11.02.15
Environment committee questions Defra funding plans for flood defence
Flood defences in England face a £600m budget shortfall as the government has failed to attract enough private sector investment, MPs have warned.
In response to devastating floods last year across much of the country ministers announced an ambitious programme of flood defence improvement.
More than 1,400 projects are to be carried out in Lincolnshire, Kent, Surrey, Berkshire, Oxfordshire, the Humber and on the Somerset Levels by 2021, with the aim of protecting 300,000 properties and preventing £30bn worth of economic damage.

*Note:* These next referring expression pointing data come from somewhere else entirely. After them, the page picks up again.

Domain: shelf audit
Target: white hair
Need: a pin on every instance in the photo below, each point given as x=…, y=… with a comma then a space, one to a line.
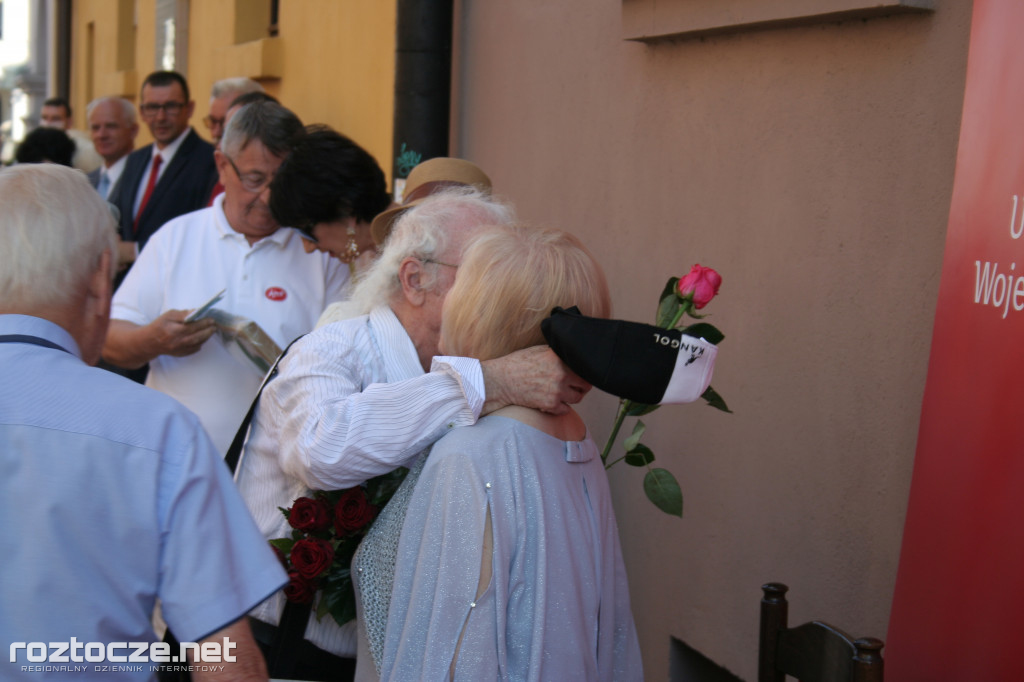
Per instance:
x=421, y=232
x=53, y=228
x=127, y=109
x=236, y=86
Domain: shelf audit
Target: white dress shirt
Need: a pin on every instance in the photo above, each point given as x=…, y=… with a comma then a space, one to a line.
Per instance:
x=166, y=154
x=350, y=401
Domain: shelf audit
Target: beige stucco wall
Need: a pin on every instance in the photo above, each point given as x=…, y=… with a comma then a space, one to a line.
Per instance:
x=812, y=166
x=331, y=62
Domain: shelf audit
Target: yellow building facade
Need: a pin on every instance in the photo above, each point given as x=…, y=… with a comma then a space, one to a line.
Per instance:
x=331, y=62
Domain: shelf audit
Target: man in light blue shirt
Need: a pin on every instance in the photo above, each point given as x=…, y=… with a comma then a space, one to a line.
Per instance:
x=113, y=495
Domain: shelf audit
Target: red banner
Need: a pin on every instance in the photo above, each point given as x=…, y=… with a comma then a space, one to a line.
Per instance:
x=958, y=606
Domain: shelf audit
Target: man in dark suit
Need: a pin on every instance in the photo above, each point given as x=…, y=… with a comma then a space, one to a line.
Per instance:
x=170, y=177
x=113, y=127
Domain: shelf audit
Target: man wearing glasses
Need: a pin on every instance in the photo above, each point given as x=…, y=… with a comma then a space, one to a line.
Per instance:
x=237, y=247
x=171, y=176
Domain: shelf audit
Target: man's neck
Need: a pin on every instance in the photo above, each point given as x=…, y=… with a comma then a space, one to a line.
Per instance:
x=424, y=341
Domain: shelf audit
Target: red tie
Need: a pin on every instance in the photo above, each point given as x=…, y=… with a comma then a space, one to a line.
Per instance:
x=157, y=160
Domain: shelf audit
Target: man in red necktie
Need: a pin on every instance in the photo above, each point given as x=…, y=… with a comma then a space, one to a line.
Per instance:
x=173, y=175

The government has committed £2.3bn over the next six years to these schemes, but that plan relies on a further £600m coming from external contributions. However the Environment Committee is now questioning if this is an achievable amount.
“We support the principle that the private sector should help to fund new flood defence schemes, but we have repeatedly expressed concern about the relatively small amounts of private sector funding secured to date under the Partnership Funding approach, with only £40m of the £148m secured up to 2014-15 coming from sources beyond local government,” Committee chair, Anne McIntosh said.
“It is unclear how the £600m target can be met, and we want Defra to demonstrate how it intends to obtain that money and to explain the impact on its investment programme if the money does not come forward.”
Her committee was also critical of Defra for failing to explain what work it had dropped to provide the emergency flood funding, or to cope with a further £200m cut to its overall budget in 2015-16. “We are not aware of any reason why Defra could not identify which specific budgets were reduced, despite our repeated requests for this information,” said the MPs.
A Defra spokesperson said: “By the end of this financial year, the partnership funding approach we introduced in 2012 is expected to have raised £140m. This compares with just £13m in the previous four years. We are working closely with the Environment Agency to attract more investment and are introducing tax relief for business contributions to flood risk management projects from 2015 onwards to encourage more investment.
“In addition, we are making record levels of capital investment, spending £2.3bn over six years in improving defences right up to 2021. This is in line with what the Environment Agency predicts will be the optimum investment for our flood defences over the next 10 years.”